Lamine Yamal: l’exemple et le contre-exemple

Lamine Yamal

ChroniqueLamine est le plus fort mais il n’est pas encore le meilleur. Cela viendra peut-être un jour. Il y a des conditions à remplir, il y a des pièges à éviter.

Le 20/04/2026 à 08h12

Rien que sur le quart de finale de C1, qui a récemment opposé Barcelone à l’Atlético Madrid (0-2, 2-1), Lamine Yamal nous a encore tiré les oreilles et ouvert les yeux pour nous rappeler qu’il était sans doute le plus beau joueur de notre époque. Le plus doué et le plus beau à voir jouer, avec ses dribbles chaloupés, ses accélérations de dingue, ses slaloms dans une forêt de jambes, ses frappes aussi soudaines que précises, son art de la passe millimétrée dans des angles impossibles, sa hargne, sa vista, son exceptionnel volume de jeu… Et la liste est encore longue.

Lamine, c’est l’artiste dans son expression absolue. C’est peut-être le dernier romantique qui nous rappelle le football d’hier, celui de toujours, celui qui a fait rêver nos devanciers et qui a donné à ce sport sa dimension universelle. Quand il touche le ballon, quand il le caresse à peine, on sent immédiatement le foot de la rue, celui du derb, de la plage, du talent brut et de l’insouciance, celui du chambrage aussi (petits ponts, grands ponts, cette manière presque insolente de ridiculiser son vis-à-vis). Voilà le meilleur de Lamine.

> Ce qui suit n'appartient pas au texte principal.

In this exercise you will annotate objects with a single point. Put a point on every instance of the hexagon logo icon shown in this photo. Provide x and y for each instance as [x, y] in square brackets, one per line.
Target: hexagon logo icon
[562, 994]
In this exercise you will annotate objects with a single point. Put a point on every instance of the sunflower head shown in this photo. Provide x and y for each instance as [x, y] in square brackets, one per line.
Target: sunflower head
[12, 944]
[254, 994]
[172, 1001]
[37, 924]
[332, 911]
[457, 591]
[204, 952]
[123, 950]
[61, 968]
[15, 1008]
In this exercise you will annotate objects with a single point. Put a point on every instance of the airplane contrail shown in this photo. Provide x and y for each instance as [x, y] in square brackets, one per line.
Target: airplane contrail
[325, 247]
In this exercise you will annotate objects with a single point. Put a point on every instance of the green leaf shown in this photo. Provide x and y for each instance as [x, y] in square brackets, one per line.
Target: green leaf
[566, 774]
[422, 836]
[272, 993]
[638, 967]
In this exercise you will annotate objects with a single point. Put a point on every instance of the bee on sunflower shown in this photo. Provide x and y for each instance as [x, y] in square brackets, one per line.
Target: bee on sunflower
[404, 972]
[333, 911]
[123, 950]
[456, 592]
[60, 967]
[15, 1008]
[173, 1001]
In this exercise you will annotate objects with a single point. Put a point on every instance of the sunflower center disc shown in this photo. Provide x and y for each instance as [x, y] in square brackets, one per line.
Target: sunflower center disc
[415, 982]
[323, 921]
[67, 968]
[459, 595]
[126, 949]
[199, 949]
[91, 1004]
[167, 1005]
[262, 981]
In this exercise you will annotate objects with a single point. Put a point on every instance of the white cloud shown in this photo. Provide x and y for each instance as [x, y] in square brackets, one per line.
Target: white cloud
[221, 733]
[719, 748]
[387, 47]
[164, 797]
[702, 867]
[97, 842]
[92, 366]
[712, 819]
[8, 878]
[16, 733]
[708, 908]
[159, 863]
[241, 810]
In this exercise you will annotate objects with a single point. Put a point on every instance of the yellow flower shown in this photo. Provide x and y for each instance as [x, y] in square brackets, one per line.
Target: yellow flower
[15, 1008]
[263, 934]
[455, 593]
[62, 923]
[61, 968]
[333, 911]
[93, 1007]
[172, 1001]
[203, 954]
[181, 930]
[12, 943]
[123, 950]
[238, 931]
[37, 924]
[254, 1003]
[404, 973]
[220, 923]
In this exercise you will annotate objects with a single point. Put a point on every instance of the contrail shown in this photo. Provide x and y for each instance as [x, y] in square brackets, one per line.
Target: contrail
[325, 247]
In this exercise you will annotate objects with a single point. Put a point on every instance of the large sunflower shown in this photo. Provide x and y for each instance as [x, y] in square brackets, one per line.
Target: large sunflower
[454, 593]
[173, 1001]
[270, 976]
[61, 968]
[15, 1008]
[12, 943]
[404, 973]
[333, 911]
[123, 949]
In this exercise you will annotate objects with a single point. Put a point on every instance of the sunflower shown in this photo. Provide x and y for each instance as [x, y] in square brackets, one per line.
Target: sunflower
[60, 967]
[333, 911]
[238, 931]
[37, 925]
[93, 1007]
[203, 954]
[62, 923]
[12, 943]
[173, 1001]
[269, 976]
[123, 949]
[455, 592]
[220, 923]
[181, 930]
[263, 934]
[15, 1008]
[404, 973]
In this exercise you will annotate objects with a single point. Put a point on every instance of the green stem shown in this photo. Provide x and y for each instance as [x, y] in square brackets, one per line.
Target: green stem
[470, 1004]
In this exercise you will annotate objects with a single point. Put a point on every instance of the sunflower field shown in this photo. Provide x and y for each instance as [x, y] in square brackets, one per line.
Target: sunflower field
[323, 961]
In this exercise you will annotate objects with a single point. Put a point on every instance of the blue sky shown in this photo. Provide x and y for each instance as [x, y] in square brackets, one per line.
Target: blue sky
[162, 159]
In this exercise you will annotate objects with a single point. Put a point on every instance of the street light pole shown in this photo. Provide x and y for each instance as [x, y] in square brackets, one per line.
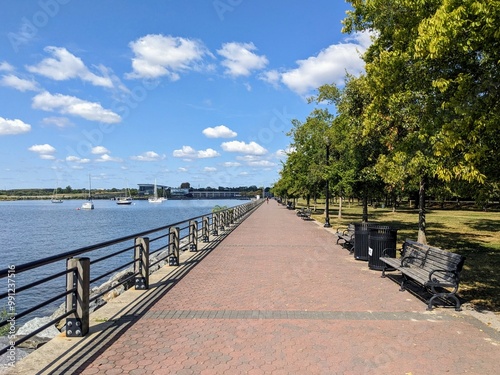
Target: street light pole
[327, 203]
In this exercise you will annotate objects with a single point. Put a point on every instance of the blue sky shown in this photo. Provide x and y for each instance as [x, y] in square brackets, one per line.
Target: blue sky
[199, 91]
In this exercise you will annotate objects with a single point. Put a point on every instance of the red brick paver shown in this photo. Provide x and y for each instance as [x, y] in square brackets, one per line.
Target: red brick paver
[277, 296]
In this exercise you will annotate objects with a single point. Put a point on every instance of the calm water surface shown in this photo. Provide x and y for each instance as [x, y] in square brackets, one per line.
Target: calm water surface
[31, 230]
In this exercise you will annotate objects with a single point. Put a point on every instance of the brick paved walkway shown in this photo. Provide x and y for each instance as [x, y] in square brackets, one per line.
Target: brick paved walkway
[277, 296]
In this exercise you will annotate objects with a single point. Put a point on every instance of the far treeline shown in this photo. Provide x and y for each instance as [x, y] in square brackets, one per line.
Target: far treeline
[68, 192]
[424, 118]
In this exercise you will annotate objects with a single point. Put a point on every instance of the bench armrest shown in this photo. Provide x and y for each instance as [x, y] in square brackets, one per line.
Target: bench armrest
[454, 275]
[405, 259]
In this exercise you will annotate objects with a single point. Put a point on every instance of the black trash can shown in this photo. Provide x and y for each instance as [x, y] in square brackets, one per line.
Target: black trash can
[381, 237]
[361, 235]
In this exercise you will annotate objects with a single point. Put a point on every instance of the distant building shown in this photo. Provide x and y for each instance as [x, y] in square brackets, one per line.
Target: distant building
[148, 189]
[179, 193]
[206, 194]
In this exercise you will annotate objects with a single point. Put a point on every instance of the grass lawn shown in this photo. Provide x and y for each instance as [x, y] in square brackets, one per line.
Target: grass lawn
[474, 234]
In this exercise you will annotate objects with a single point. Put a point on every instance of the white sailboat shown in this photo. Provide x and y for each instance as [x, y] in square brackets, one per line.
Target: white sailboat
[89, 205]
[55, 198]
[155, 198]
[126, 200]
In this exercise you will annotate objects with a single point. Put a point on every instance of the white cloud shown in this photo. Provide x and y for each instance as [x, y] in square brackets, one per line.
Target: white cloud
[185, 152]
[76, 159]
[251, 148]
[208, 153]
[6, 67]
[60, 122]
[220, 131]
[189, 153]
[272, 77]
[45, 151]
[329, 66]
[19, 83]
[240, 60]
[261, 163]
[159, 55]
[64, 65]
[98, 150]
[72, 105]
[107, 158]
[13, 127]
[148, 156]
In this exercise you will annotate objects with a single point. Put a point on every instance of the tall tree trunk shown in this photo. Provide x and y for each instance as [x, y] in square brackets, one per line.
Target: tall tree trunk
[365, 207]
[422, 238]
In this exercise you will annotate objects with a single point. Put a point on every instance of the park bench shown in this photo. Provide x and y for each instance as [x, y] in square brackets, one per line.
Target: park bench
[435, 269]
[304, 213]
[347, 236]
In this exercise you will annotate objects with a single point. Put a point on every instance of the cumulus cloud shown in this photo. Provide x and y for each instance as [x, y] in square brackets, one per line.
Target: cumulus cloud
[240, 60]
[189, 153]
[158, 55]
[74, 106]
[76, 159]
[60, 122]
[273, 77]
[98, 150]
[107, 158]
[19, 84]
[44, 151]
[13, 127]
[261, 163]
[63, 65]
[220, 131]
[329, 66]
[251, 148]
[148, 156]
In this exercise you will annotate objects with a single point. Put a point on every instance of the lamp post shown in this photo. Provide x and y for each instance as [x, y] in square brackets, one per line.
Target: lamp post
[327, 203]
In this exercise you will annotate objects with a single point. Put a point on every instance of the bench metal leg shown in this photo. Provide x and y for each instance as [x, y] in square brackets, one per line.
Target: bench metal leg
[445, 295]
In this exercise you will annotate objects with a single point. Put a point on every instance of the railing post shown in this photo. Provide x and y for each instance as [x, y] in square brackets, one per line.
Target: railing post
[193, 236]
[173, 247]
[215, 218]
[205, 229]
[78, 280]
[141, 265]
[221, 219]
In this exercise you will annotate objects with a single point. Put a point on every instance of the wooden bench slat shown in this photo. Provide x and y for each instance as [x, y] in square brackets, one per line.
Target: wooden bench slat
[431, 267]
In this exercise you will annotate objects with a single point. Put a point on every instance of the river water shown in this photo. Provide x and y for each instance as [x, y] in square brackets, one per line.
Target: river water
[31, 230]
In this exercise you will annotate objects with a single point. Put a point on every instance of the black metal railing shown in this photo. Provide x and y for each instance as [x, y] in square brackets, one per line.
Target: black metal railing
[87, 266]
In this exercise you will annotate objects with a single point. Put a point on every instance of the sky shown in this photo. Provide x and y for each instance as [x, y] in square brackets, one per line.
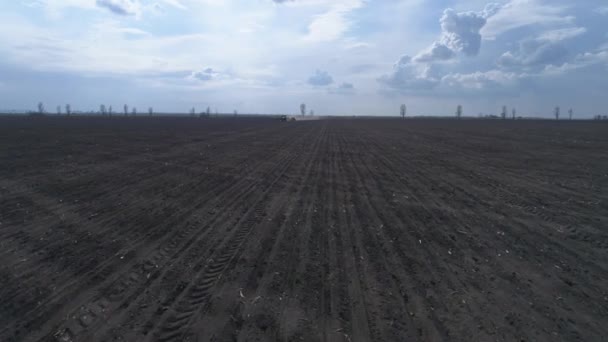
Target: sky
[340, 57]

Mais attention: il ne joue pas que pour le plaisir esthétique. Le joyau du Barça appartient pleinement à son époque. Il veut gagner, empiler les trophées individuels et collectifs, marquer l’histoire. À 18 ans à peine, il est déjà dans l’urgence. Pressé de tout prendre, de tout conquérir. Trop pressé? C’est là que le récit se fissure. C’est là que surgit le contre-exemple, le revers de la médaille, cet autre Lamine, celui qui agace autant qu’il fascine.

Face à l’Atlético, il en a trop fait. Trop de gestes inutiles, trop de ballons gardés, trop d’énervement. Et en dehors du terrain, le même excès: déclarations intempestives, posture de star déjà installée. Ce n’est plus de la confiance, c’est de l’excès de zèle. L’extrême jeunesse du garçon y est pour quelque chose mais elle n’explique pas tout. La perle est encore brute et doit se polir. Lamine est le plus fort mais il n’est pas encore le meilleur. Cela viendra peut-être un jour. Il y a des conditions à remplir, il y a des pièges à éviter. Les très grands ont toujours su doser. Ils parlaient peu, ou alors ils parlaient juste. Ils laissaient le jeu faire le bruit à leur place.

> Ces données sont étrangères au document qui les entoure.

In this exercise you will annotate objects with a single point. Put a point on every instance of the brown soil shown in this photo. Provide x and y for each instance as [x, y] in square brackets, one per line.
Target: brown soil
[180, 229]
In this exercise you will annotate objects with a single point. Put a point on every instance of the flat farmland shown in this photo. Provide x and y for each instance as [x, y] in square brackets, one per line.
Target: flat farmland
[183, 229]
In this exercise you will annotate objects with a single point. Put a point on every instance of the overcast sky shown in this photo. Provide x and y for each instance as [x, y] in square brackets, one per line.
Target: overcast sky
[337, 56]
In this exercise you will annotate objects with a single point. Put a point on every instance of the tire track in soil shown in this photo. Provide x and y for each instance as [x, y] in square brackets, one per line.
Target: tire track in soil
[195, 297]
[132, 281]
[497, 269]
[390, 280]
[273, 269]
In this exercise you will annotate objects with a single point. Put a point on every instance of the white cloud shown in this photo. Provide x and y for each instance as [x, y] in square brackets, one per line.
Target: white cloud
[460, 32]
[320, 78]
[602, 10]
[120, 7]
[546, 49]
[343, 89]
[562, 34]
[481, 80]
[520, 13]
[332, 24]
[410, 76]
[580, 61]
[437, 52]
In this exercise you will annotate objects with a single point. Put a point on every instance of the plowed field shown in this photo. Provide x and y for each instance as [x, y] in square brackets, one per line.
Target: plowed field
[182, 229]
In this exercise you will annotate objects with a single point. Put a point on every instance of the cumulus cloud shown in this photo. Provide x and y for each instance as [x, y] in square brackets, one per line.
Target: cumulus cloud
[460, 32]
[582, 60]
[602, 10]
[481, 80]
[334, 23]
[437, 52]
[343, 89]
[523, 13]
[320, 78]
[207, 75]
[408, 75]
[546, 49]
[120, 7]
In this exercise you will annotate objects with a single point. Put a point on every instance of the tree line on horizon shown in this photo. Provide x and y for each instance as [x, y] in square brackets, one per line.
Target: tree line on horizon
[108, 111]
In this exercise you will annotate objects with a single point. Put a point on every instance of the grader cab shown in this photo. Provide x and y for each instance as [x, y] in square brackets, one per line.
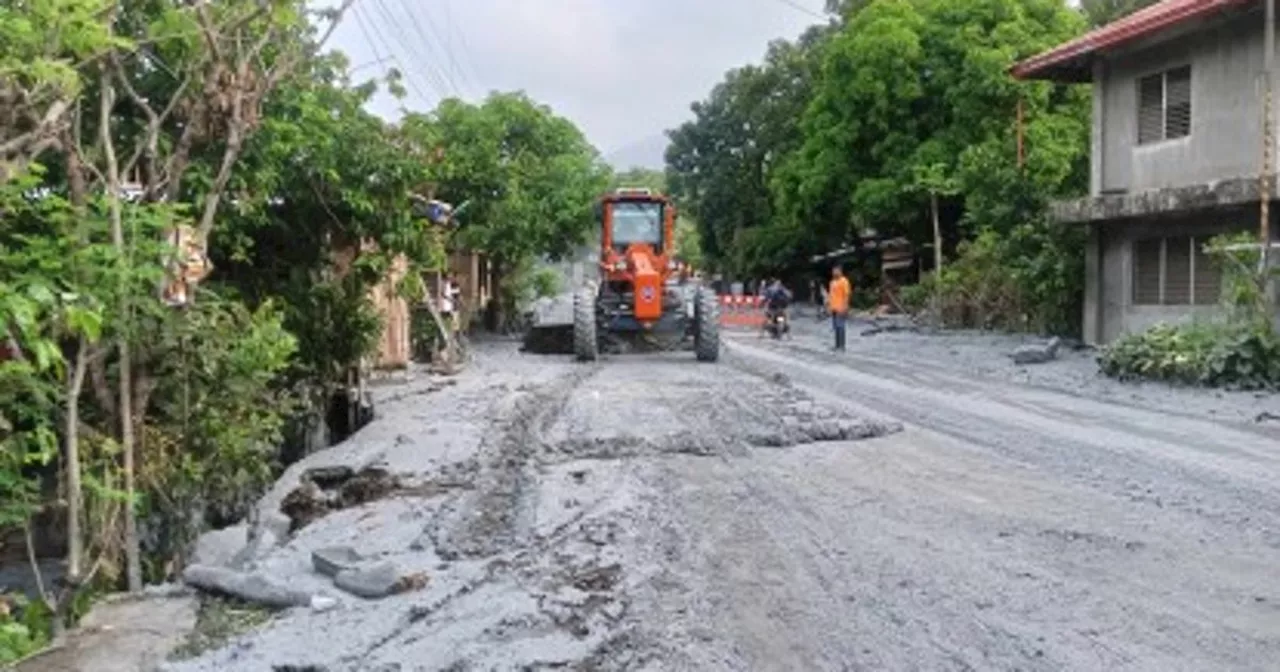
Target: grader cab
[639, 293]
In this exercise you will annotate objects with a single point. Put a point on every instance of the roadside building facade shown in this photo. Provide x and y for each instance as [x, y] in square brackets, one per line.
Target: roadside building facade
[1176, 155]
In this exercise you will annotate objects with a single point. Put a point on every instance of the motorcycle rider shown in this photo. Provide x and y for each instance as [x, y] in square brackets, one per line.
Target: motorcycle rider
[777, 300]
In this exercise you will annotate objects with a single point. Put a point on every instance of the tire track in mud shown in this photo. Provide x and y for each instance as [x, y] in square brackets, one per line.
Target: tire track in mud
[492, 517]
[1112, 460]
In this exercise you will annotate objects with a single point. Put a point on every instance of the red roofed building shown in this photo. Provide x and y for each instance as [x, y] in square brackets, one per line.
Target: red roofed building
[1176, 154]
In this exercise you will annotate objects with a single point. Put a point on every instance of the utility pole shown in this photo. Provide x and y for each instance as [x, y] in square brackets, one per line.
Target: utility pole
[1267, 140]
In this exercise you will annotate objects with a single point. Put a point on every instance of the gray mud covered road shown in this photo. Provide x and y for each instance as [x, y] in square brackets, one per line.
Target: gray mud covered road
[785, 510]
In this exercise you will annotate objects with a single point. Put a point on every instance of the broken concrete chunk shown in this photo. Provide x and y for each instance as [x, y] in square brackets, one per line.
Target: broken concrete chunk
[334, 560]
[328, 478]
[219, 548]
[370, 581]
[247, 586]
[323, 603]
[1037, 353]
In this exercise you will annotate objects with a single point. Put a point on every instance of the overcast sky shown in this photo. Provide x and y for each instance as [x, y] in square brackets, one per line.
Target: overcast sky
[622, 69]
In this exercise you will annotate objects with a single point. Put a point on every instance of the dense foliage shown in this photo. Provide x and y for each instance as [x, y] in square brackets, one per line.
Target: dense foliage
[1240, 350]
[901, 104]
[133, 425]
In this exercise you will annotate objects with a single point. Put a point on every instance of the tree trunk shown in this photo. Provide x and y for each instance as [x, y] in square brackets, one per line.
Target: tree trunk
[132, 551]
[937, 259]
[74, 488]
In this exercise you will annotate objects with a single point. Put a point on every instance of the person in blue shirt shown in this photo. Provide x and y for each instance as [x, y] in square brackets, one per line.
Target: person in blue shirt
[777, 300]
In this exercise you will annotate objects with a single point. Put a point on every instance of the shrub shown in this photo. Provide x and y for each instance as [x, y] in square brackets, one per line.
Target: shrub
[1212, 355]
[1242, 351]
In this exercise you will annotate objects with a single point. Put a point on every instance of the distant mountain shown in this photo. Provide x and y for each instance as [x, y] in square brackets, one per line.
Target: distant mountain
[647, 152]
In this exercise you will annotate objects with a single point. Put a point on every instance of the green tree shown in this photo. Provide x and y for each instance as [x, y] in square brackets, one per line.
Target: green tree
[1102, 12]
[720, 165]
[530, 178]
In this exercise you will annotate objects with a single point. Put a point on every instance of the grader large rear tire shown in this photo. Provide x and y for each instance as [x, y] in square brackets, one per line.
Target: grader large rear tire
[705, 325]
[586, 344]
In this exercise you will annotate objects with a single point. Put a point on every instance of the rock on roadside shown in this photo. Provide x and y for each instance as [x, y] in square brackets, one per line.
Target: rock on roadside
[1037, 353]
[247, 586]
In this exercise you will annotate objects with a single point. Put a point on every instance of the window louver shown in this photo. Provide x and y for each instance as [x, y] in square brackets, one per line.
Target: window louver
[1146, 272]
[1151, 109]
[1178, 272]
[1208, 277]
[1178, 103]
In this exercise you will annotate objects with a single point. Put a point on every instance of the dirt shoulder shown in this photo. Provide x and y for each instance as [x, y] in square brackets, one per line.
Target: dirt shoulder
[1074, 371]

Le football de très haut niveau ne récompense pas celui qui en fait le plus, mais celui qui choisit le bon geste au bon moment. Le mélange entre talent et facilité peut devenir un piège. À vouloir tout faire, on finit par mal faire. À vouloir humilier l’adversaire, on oublie de construire. À vouloir exister seul, on fragilise le collectif.

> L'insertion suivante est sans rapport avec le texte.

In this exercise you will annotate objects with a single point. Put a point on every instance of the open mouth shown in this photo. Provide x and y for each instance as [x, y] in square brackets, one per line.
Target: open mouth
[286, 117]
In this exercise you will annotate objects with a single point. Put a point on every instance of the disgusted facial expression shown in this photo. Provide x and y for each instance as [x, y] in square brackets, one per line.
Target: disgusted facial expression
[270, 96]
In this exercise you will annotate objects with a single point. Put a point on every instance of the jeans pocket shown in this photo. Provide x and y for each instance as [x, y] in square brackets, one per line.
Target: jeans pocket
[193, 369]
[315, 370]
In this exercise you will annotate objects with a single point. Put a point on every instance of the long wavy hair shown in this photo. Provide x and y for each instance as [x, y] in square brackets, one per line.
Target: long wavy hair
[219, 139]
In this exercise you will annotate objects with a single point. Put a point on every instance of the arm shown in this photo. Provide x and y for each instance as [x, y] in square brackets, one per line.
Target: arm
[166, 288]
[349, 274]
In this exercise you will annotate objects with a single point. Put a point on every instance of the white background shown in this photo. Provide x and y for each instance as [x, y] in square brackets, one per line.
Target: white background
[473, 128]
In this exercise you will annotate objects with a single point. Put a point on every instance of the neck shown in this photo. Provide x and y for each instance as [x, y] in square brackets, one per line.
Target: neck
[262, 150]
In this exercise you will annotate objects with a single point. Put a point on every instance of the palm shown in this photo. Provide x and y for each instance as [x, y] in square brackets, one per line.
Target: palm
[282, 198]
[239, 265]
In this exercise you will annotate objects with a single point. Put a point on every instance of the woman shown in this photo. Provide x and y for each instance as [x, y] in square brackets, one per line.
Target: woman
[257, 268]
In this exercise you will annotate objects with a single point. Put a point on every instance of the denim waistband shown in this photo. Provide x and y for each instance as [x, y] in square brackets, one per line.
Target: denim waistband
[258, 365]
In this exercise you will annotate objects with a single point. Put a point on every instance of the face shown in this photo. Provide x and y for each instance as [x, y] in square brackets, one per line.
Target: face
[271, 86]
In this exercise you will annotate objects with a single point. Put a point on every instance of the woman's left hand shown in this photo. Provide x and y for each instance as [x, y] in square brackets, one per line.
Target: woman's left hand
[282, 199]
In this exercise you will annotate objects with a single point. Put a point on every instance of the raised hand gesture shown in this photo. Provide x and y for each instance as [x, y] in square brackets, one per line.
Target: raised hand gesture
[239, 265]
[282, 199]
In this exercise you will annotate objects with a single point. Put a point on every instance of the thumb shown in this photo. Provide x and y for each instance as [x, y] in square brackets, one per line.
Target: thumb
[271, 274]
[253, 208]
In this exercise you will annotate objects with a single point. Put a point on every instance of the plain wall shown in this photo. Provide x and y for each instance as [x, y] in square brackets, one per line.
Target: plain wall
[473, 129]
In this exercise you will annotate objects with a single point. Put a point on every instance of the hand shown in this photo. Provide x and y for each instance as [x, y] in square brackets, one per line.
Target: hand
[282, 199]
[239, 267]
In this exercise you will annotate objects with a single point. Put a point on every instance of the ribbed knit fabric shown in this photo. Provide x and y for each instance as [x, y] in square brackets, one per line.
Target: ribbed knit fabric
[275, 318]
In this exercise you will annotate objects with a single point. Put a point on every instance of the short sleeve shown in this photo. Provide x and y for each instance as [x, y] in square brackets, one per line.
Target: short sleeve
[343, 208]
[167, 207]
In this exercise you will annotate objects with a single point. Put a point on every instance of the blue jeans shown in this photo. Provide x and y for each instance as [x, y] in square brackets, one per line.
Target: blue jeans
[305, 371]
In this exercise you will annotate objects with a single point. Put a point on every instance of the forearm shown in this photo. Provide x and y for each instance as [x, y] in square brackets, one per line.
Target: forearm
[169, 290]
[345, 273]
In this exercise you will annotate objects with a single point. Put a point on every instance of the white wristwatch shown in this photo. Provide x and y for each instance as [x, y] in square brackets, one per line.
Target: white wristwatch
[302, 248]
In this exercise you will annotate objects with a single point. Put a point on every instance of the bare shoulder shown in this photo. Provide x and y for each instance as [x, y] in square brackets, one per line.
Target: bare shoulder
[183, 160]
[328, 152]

C’est précisément là que se joue l’avenir de ce joueur déjà extraordinaire. Non pas dans sa capacité à éliminer trois ou quatre défenseurs, mais dans sa capacité à renoncer, à simplifier, à comprendre que la maîtrise est supérieure à la démonstration. Le football n’est pas un concours de virtuosité, c’est un art de la décision.

Lamine Yamal est donc à la fois un exemple et un contre-exemple. L’exemple d’un talent pur, presque miraculeux, qui reconnecte le football à son essence populaire. Et le contre-exemple d’une génération pressée, exposée trop tôt, qui confond vitesse et précipitation.